Pertanto, anche se ne esistono tante varianti – immerse nel cioccolato o nel miele, cosparse di zucchero a velo o addirittura con impasto colorato – le chiacchiere sono sempre un dolce unico. Una precisazione è d’obbligo: frappe, sfrappole, cioffe, cenci e via dicendo non sono sinonimi, ma geosinonimi. Questo significa che sono sempre sinonimi, ma legati a un luogo specifico e vengono raccolti in appositi atlanti linguistici. C’è addirittura una scienza che li studia, l’onomasiologia.

Tornando alle nostre chiacchiere, i suoi tanti nomi sono legati soprattutto alle forme che assumono nelle varie regioni italiane. Gli ingredienti, come abbiamo ribadito più volte, sono sempre gli stessi, con eventuali componenti alcoliche o ‘cioccolatose’ che vengono aggiunte in base a tradizioni locali o all’estro del pasticcere di turno. Prendiamo a esempio la Toscana: si chiamano cenci perché sono piatte. E ancora, a Brescia le chiamano lattughe perché somigliano a una foglia di insalata.

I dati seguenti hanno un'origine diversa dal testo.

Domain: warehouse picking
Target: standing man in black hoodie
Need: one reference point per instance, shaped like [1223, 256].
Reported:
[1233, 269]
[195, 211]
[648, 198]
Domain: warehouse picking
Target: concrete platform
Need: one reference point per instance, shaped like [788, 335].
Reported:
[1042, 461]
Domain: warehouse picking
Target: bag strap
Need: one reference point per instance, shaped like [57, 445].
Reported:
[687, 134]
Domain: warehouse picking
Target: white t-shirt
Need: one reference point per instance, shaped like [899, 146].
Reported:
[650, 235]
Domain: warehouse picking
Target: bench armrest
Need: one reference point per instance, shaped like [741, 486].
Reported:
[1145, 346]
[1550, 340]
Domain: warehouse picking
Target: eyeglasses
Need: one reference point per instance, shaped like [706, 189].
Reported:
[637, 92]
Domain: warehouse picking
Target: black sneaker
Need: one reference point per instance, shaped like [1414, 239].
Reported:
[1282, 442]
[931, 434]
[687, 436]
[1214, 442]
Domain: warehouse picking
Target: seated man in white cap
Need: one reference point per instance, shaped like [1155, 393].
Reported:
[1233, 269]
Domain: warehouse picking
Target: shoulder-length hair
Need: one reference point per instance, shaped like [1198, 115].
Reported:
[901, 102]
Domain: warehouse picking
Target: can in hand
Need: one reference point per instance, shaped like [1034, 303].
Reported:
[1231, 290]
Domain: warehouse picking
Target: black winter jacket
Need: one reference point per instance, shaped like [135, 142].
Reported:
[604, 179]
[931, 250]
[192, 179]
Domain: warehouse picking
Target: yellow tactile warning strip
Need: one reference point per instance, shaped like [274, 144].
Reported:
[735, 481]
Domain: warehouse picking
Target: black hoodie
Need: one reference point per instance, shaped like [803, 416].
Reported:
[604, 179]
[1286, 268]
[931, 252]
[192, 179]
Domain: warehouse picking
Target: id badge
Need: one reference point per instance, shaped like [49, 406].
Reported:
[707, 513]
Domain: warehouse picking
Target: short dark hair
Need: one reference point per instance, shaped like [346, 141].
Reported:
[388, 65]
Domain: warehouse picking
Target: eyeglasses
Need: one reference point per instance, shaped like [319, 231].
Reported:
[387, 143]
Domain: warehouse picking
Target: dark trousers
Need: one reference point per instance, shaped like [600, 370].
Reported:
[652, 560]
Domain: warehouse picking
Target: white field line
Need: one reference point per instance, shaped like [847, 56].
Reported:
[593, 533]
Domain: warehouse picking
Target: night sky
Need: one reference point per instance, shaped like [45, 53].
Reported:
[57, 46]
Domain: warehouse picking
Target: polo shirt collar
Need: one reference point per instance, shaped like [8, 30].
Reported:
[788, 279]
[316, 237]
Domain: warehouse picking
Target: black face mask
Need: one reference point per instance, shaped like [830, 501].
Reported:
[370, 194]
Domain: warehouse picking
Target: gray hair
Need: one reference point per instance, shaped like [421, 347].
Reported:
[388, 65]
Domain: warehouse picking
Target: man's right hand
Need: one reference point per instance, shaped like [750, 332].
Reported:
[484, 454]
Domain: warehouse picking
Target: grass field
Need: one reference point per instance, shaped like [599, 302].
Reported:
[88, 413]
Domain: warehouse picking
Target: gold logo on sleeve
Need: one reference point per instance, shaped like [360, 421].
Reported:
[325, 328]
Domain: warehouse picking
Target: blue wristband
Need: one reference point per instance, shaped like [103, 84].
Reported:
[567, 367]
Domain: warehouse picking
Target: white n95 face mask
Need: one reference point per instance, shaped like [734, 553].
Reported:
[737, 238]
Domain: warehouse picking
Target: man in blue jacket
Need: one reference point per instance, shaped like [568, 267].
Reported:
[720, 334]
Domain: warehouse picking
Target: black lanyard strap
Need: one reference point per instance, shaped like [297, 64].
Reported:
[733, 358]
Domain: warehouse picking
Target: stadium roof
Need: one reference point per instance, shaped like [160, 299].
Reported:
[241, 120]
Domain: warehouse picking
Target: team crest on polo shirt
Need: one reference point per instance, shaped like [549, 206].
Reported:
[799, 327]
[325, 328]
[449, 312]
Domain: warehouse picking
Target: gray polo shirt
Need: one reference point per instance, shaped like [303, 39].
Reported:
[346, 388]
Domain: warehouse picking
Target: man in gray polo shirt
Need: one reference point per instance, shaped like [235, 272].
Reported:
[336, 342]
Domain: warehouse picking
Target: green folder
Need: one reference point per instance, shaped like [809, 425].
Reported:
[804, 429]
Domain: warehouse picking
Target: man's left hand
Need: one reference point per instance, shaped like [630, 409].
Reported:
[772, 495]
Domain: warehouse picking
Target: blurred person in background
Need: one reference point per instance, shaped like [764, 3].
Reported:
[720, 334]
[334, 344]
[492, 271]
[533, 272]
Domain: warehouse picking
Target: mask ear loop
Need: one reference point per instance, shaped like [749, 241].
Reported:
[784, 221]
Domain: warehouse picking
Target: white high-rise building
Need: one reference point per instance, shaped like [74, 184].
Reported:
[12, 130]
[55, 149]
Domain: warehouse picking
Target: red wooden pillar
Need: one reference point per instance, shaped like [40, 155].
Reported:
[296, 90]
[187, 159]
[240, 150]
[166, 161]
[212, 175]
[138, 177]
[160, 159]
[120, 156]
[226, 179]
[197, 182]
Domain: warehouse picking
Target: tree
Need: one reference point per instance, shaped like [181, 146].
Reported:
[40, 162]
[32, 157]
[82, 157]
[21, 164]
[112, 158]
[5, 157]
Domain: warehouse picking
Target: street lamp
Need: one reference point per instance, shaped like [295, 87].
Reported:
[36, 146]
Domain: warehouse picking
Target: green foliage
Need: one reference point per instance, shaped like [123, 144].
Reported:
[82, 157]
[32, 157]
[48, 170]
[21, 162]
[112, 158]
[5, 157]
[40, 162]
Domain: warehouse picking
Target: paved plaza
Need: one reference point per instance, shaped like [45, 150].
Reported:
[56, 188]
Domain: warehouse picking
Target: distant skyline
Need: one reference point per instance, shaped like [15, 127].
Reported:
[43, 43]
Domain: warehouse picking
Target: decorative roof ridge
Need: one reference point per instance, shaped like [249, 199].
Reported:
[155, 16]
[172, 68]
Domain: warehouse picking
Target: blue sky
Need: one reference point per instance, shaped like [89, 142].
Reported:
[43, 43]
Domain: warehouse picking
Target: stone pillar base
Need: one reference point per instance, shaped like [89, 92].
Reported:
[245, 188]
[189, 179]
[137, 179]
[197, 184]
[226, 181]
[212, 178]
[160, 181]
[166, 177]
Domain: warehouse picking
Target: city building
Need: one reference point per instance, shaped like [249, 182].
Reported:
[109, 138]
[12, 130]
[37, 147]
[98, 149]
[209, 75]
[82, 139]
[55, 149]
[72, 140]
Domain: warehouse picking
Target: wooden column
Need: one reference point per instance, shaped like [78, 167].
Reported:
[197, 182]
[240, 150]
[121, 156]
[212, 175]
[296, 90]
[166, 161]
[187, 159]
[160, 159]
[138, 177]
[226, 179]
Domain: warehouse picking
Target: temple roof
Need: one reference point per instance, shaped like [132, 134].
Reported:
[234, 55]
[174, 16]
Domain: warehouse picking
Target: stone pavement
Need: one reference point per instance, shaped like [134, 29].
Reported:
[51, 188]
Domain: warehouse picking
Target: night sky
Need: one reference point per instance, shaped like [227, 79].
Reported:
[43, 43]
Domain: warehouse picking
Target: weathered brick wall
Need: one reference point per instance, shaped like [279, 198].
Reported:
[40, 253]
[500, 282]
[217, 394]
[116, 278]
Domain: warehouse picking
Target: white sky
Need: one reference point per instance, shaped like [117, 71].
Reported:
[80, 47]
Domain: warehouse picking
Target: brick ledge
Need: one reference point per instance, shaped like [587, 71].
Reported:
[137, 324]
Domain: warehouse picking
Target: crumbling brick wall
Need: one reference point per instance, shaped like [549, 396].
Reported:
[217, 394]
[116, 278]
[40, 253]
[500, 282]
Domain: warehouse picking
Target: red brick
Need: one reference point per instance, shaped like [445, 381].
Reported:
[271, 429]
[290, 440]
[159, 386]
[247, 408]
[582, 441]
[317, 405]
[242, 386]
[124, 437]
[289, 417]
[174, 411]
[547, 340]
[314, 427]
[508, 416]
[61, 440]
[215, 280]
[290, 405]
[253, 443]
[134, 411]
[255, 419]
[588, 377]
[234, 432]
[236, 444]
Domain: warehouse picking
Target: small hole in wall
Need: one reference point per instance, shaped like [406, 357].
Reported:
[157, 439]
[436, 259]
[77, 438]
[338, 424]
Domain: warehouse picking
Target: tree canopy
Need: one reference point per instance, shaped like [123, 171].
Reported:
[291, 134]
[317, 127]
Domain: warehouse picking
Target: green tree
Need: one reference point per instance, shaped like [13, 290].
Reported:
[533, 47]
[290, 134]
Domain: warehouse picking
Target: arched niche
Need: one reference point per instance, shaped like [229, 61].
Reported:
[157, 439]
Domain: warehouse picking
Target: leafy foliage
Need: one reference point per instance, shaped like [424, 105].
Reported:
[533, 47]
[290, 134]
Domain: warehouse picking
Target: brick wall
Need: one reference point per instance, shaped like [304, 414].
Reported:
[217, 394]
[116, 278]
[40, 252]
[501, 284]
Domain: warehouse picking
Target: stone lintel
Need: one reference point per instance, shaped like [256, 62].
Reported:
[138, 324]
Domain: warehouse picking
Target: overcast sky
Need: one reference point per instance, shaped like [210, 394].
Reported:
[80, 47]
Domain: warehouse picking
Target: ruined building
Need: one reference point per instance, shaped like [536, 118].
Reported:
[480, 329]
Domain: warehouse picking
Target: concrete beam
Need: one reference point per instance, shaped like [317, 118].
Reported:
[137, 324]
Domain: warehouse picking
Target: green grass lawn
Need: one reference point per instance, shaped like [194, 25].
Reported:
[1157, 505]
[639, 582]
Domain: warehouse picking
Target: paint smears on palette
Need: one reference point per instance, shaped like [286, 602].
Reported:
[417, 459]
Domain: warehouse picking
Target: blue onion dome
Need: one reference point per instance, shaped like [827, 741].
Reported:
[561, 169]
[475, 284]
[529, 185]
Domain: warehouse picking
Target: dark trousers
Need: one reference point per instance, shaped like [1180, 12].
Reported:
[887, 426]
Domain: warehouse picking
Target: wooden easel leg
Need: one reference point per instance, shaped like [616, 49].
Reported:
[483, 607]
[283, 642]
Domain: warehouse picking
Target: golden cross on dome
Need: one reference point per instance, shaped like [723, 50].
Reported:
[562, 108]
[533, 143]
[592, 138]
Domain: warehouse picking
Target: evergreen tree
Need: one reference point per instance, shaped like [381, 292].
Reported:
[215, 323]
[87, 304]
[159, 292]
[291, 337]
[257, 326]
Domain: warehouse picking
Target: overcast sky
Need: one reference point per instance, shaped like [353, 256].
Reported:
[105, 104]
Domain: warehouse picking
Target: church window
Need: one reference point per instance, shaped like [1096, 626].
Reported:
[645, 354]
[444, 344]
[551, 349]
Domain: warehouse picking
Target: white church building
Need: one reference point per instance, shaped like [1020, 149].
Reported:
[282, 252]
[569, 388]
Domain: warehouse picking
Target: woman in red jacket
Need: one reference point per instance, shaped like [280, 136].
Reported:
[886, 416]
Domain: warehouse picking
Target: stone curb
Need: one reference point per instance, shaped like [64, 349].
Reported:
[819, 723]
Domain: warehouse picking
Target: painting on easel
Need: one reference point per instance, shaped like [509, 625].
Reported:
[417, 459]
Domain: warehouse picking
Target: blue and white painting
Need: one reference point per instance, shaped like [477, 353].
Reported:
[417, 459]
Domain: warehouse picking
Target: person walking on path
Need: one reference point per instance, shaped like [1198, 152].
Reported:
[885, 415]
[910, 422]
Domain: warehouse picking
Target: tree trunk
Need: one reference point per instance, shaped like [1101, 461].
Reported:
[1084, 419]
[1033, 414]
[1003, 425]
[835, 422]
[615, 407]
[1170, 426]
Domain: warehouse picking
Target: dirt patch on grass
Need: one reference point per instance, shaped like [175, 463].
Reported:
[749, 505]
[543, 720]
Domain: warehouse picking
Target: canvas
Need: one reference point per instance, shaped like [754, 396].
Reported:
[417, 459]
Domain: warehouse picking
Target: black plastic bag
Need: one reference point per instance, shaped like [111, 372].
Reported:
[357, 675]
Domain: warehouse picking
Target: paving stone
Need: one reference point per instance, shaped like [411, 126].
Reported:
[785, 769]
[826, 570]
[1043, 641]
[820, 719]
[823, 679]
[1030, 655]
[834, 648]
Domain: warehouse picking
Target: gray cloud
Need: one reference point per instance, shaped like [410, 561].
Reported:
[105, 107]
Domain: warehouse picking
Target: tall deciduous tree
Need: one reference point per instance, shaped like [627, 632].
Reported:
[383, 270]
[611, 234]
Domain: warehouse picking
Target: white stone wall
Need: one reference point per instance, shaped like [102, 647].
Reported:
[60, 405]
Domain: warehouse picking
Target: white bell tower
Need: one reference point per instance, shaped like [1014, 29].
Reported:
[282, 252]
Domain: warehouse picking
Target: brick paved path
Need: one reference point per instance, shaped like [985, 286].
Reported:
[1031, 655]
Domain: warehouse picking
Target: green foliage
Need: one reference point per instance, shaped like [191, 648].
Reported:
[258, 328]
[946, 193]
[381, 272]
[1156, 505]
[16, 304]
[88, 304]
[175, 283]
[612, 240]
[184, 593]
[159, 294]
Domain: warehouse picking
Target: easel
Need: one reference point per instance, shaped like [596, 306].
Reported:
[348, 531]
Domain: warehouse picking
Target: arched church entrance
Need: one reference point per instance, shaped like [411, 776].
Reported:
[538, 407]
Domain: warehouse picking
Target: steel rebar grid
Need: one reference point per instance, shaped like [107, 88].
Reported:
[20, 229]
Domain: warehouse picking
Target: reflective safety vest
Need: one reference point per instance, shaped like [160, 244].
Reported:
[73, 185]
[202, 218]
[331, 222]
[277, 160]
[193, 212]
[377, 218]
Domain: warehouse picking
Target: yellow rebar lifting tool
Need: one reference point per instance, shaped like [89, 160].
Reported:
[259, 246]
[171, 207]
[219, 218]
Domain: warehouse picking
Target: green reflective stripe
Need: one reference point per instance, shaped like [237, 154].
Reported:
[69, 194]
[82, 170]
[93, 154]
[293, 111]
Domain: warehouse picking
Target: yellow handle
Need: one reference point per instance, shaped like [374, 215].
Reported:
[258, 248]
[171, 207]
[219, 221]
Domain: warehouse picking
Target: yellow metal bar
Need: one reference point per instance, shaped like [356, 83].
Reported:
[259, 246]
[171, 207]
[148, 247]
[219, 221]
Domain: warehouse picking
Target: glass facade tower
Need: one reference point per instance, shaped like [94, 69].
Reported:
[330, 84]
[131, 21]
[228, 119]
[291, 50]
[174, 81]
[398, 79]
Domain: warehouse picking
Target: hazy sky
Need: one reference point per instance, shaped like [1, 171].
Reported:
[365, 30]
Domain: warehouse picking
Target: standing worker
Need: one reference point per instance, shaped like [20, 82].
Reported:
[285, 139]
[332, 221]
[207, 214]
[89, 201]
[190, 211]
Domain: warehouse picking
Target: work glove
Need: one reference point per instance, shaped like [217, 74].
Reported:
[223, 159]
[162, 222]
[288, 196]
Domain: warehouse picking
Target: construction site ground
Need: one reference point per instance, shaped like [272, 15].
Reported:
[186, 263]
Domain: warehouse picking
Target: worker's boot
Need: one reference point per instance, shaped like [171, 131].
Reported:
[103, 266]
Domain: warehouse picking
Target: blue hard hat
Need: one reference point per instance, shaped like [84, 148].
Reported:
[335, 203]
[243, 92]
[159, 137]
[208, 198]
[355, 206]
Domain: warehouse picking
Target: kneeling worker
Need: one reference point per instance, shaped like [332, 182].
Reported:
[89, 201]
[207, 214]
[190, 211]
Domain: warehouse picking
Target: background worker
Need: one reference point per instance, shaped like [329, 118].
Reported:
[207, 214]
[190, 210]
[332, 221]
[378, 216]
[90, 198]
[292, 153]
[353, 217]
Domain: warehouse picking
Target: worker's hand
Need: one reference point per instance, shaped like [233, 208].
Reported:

Alcuni studiosi, però, portano avanti un’altra motivazione che vale la pena evidenziare perché, in un certo senso, si rifà alla leggenda napoletana della regina Margherita di Savoia. Il termine chiacchiera viene comunemente utilizzato per indicare i pettegolezzi o un discorso vuoto oppure privo di fondamento. Solitamente, il dolce carnascialesco non è farcito, quindi potrebbe essere una bugia o una "fregnaccia", altri termini utilizzati per indicare le frittelline. Se colleghiamo il significato italiano della parola al vuoto dei dolcetti e pensiamo alle ciarle frivole della sovrana napoletana e allo spirito del Carnevale, ecco che arriviamo al motivo per cui le chiacchiere si chiamano così.

Comunque, a prescindere dalle origini e dalla storia del suo nome, una cosa è certa: nel periodo carnascialesco, questi dolci, così come le castagnole e tutte le altre prelibatezze che si mangiano durante la festività non possono mancare.